Il cordoglio e le immagini del convoglio accartocciato sono particolarmente vivi, e stanno scuotendo i pendolari di tutta Italia. Alle solite preoccupazioni di lavoratori e studenti che ogni mattina salgono su un treno sperando di riuscire, tra ritardi e cancellazioni, ad arrivare in tempo, ora se n’è aggiunta una ben più grave: quella della sicurezza. Per questo il comitato che raccoglie i pendolari pontremolesi ha diramato un comunicato in cui invita a mantenere alta l’attenzione sullo stato della rete ferroviaria.
Proprio in queste ore il comitato ha provveduto a contattare il sindaco di Borgotaro, Diego Rossi, il quale si è immediatamente recato a Bologna per inoltrare a chi di dovere le domande che il Comitato ha posto. Alcune delle questioni hanno ricevuto risposta. Per quel che concerne la biglietteria di Borgotaro, di cui si teme la chiusura, è arrivata una rassicurazione sul fatto che il punto vendita rimarrà aperto fino alla fine del 2018. Riguardo al dissesto della stazione di Borgotaro, invece, i lavori non cominceranno prima del 2020; esiste però un impegno di Rete ferroviaria italiana (RFI) di valutare la sistemazione di alcune criticità, come per esempio i marciapiedi, ormai in condizioni penose.
È possibile inviare segnalazioni all’indirizzo pendolari.pontremolese@gmail.com
Il Comitato ha anche chiesto conto dei rallentamenti dei convogli nel passaggio della galleria di Roccamurata. A quanto pare sono dovuti a lavori di manutenzione che impongono in quel tratto una velocità massima di 30 km orari. Quanto alla richiesta di un incontro tra la regione Emilia Romagna e quella Toscana in cui affrontare i problemi relativi alla nostra linea, la risposta è stata vaga; la speranza dei pendolari è però che qualcosa si muova prima che passino i 330 giorni che ci separano dalla fine del 2018.

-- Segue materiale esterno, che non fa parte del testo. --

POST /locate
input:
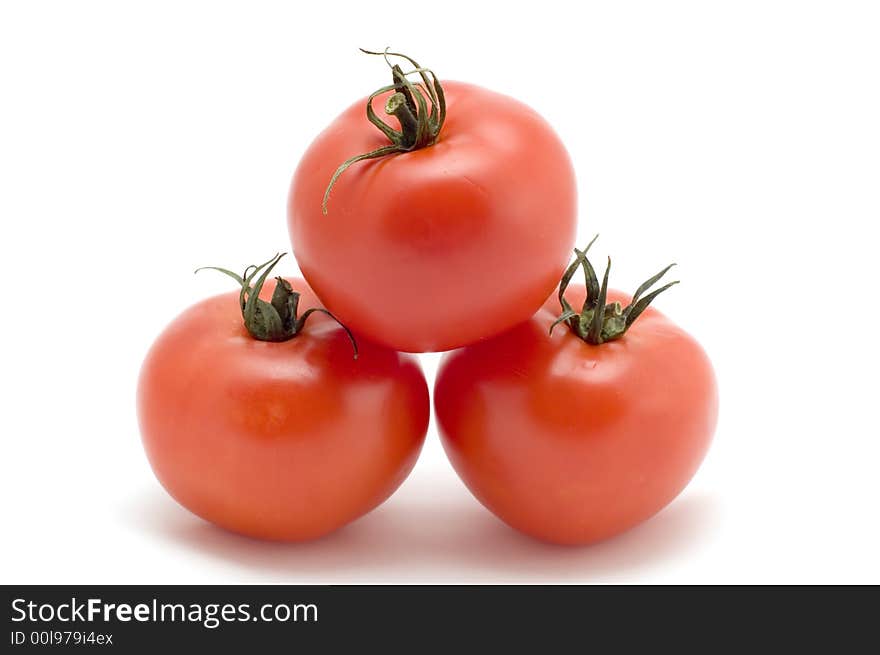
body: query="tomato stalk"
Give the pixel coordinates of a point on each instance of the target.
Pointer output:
(419, 125)
(278, 319)
(598, 322)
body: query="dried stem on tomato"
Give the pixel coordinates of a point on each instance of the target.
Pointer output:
(419, 125)
(598, 322)
(278, 319)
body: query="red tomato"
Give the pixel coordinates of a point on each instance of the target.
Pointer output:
(286, 440)
(439, 247)
(571, 442)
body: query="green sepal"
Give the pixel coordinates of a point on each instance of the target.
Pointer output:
(597, 321)
(278, 319)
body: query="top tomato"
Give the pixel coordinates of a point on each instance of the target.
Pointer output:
(440, 246)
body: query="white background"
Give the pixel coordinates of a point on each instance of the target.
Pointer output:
(740, 139)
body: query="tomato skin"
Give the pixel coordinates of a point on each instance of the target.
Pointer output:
(437, 248)
(284, 441)
(570, 442)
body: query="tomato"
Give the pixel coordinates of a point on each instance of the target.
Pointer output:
(572, 442)
(280, 440)
(443, 245)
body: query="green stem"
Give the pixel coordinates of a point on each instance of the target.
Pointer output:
(420, 124)
(597, 321)
(278, 319)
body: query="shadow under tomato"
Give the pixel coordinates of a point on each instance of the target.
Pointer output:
(433, 531)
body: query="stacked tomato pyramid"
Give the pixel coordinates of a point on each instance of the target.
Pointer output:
(444, 220)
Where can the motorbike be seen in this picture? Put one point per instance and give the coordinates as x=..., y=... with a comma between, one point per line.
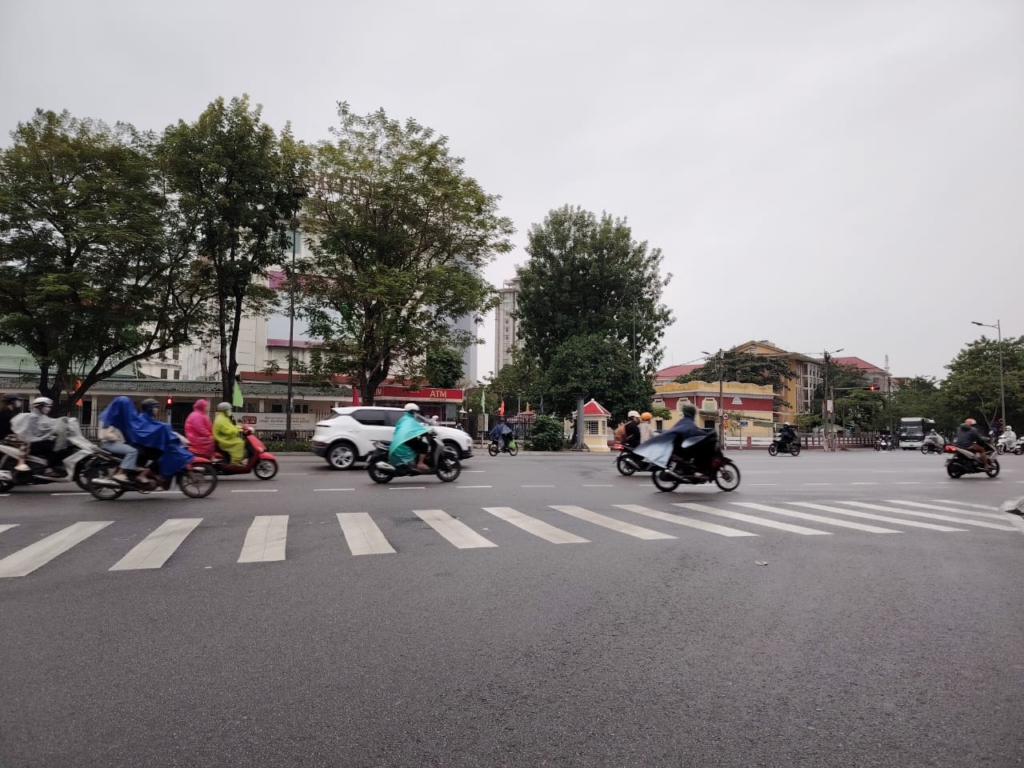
x=776, y=448
x=19, y=467
x=962, y=462
x=682, y=470
x=197, y=480
x=442, y=460
x=259, y=461
x=628, y=463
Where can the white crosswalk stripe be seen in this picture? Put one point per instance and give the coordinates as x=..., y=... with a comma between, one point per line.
x=930, y=515
x=881, y=518
x=752, y=519
x=611, y=523
x=36, y=555
x=545, y=530
x=711, y=527
x=265, y=540
x=456, y=531
x=815, y=518
x=363, y=536
x=157, y=548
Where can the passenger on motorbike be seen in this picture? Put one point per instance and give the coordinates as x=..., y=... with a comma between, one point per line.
x=969, y=438
x=227, y=435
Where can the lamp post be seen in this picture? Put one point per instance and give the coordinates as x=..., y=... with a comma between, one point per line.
x=1003, y=389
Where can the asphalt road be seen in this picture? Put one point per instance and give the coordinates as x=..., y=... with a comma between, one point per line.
x=521, y=616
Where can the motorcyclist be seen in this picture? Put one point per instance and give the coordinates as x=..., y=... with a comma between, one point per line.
x=11, y=408
x=227, y=434
x=969, y=438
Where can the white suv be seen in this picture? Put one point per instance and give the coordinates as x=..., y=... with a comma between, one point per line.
x=348, y=436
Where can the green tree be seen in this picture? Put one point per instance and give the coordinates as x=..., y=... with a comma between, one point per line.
x=92, y=273
x=399, y=237
x=587, y=275
x=239, y=185
x=443, y=367
x=600, y=368
x=972, y=388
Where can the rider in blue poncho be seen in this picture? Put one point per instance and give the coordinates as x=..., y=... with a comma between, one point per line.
x=145, y=431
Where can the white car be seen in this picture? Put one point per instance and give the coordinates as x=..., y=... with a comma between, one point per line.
x=347, y=436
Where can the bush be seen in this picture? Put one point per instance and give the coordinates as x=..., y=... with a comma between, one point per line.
x=547, y=434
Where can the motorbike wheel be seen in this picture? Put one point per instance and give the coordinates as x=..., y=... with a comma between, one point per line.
x=199, y=481
x=727, y=477
x=265, y=469
x=449, y=467
x=377, y=474
x=664, y=481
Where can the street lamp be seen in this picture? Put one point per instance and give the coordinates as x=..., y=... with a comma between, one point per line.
x=1003, y=389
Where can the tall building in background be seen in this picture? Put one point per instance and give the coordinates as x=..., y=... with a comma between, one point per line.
x=506, y=325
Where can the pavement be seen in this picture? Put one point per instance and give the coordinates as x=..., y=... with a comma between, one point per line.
x=848, y=609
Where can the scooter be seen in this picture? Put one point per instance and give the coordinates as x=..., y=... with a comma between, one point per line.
x=259, y=461
x=18, y=467
x=442, y=461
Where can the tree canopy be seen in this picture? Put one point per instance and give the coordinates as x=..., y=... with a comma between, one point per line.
x=399, y=236
x=93, y=274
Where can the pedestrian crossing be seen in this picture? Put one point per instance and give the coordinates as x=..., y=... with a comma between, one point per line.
x=266, y=538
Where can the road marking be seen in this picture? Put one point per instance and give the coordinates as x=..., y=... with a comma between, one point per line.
x=363, y=536
x=751, y=518
x=954, y=510
x=932, y=515
x=457, y=532
x=869, y=516
x=610, y=522
x=157, y=548
x=711, y=527
x=265, y=540
x=26, y=560
x=540, y=528
x=816, y=518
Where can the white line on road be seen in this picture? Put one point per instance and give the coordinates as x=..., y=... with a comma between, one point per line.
x=932, y=515
x=363, y=536
x=756, y=520
x=155, y=550
x=610, y=522
x=456, y=531
x=882, y=518
x=26, y=560
x=815, y=518
x=540, y=528
x=711, y=527
x=265, y=540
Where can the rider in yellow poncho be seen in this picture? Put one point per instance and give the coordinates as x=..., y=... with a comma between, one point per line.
x=226, y=434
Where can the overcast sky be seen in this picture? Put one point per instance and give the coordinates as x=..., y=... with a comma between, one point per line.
x=820, y=174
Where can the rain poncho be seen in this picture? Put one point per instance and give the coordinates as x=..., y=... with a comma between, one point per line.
x=199, y=430
x=228, y=438
x=144, y=431
x=408, y=428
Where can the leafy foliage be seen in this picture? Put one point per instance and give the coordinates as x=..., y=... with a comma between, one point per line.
x=238, y=186
x=399, y=236
x=587, y=276
x=92, y=273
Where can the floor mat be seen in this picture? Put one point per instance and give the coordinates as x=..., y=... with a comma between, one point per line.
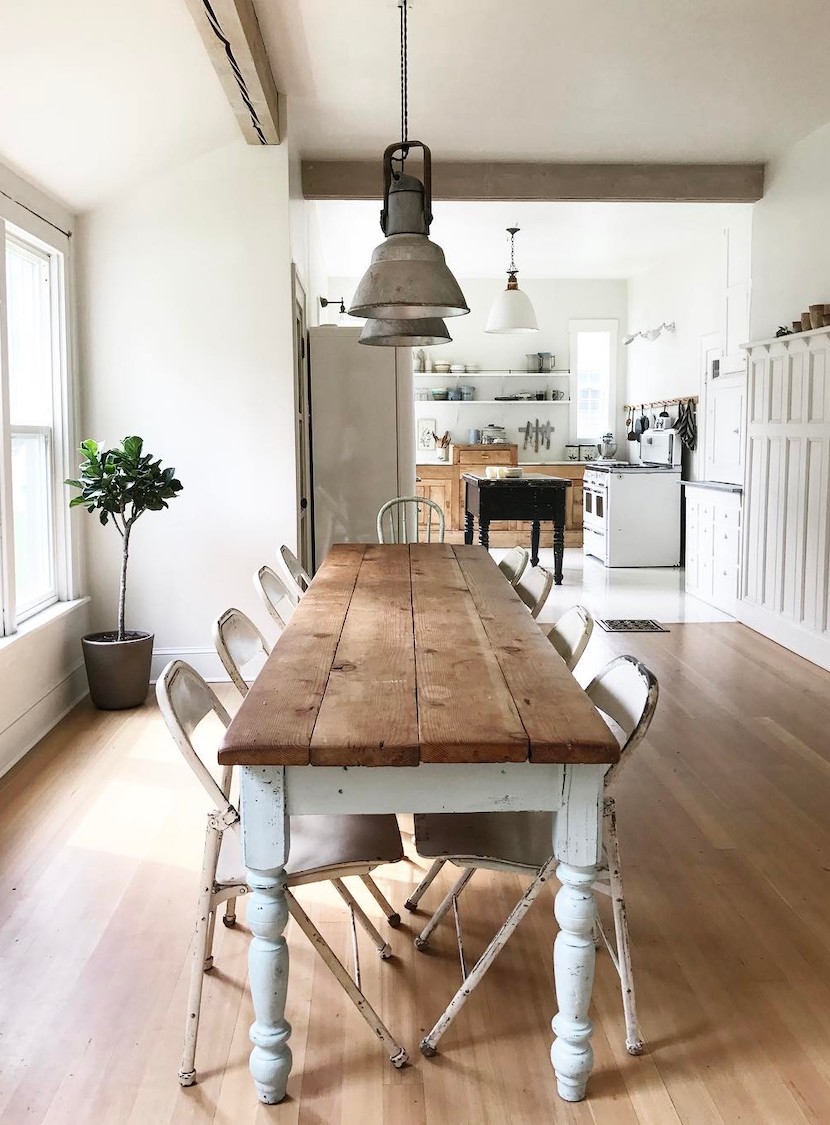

Il comunicato, infine, si è rivolto a tutti gli utenti della linea ferroviaria, affinché evidenzino i problemi che sono costretti ad affrontare quotidianamente: ritardi, mancato riscaldamento dei locali e dei treni, scarsa agibilità delle stazioni e qualsiasi altra cosa ritengano critica. Per le segnalazioni il Comitato ha messo a disposizione il suo indirizzo di posta elettronica, pendolari.pontremolese@gmail.com, promettendo di farsene carico agli incontri istituzionali. “Credo che tutti ci siamo chiesti in queste ore se viaggiamo in sicurezza – recita il comunicato – se viene fatta una manutenzione regolare, se, se, se… quanti se! Penso sia normale farsi delle domande… penso sia normale dare delle risposte”.